Indra meyakinkan, dari hasil pemeriksaan di lapangan, pihaknya tidak menemukan adanya kecurangan atau pengurangan spesifikasi.
Artinya, kata dia, proyek perkantoran itu bisa langsung diserahterimakan kepada pihak Balai TNUK.
“Enggak ada masalah berarti, hanya ada beberapa revisi administrasi saja. Secara keseluruhan nggak ada masalah,” tandasnya.[irp]
Diketahui, pada tahun ini KLHK melalui BTNUK mengalokasikan anggaran sebesar Rp17,239 miliar untuk pembangunan kantor penelitian badak cula satu atau Javan Rhino Study and Conservation Area (JRSCA) . Proyek sengaja digulirkan, sebagai sebuah perlindungan agar badak cula satu itu tidak mengalami kepunahan.

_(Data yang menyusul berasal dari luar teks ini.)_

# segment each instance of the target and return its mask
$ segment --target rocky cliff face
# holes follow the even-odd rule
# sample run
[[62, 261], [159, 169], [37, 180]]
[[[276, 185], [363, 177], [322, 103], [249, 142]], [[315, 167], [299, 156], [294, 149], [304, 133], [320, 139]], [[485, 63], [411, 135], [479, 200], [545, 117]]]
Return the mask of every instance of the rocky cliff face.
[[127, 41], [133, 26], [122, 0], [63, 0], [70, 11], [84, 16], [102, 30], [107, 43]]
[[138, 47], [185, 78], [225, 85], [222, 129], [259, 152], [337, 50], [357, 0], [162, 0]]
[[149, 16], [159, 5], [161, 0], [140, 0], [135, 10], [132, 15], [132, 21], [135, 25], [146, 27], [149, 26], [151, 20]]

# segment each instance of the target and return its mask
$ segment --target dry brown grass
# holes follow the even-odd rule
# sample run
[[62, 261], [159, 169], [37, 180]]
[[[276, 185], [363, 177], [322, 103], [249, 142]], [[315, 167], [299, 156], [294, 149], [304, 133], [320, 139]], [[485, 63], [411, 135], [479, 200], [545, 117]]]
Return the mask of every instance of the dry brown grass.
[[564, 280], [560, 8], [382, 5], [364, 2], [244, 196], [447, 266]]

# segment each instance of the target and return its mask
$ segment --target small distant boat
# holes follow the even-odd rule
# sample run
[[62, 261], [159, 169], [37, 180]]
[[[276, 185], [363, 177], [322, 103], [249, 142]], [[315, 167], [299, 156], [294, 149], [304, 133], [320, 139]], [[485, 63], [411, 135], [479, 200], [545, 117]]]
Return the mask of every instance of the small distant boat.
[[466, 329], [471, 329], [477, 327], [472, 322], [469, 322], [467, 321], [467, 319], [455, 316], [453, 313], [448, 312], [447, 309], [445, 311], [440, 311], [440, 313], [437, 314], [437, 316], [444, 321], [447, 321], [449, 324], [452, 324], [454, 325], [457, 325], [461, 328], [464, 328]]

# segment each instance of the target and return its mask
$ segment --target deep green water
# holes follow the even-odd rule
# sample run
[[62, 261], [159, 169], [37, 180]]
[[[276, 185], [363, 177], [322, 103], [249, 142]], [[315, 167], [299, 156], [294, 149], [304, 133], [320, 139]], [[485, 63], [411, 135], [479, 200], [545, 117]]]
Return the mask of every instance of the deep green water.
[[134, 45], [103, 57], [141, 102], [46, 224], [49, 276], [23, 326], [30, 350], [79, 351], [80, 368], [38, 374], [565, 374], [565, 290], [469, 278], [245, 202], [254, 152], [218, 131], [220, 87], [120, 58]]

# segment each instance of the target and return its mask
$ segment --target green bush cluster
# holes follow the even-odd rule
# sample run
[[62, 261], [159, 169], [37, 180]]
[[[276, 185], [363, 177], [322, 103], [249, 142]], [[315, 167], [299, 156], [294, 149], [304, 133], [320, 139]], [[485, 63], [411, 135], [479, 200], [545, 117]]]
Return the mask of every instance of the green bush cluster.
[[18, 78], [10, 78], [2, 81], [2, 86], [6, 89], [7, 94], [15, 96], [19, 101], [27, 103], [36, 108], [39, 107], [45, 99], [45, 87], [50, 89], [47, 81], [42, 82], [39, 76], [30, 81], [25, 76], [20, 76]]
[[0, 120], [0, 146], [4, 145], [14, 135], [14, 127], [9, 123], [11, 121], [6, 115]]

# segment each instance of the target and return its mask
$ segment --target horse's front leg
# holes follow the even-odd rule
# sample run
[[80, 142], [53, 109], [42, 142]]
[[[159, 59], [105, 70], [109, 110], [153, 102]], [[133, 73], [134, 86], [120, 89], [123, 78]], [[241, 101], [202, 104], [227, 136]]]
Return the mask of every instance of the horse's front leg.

Pejabat Pembuat Komitmen (PPK) JRSCA BTNUK Karso mengapresiasi terselesaikannya pembangunan kantor penelitian badak cula satu tersebut.
“Alhamdulillah, semuanya sudah diperiksa, dan sudah dilakukan penghitungan juga,” katanya.
Karso mengatakan, tujuan pelaksanaan semua proyek yang ada dalam program JRSCA sepenuhnya untuk kepentingan penelitian dan pengembangbiakan badak cula satu yang saat ini terancam kepunahan.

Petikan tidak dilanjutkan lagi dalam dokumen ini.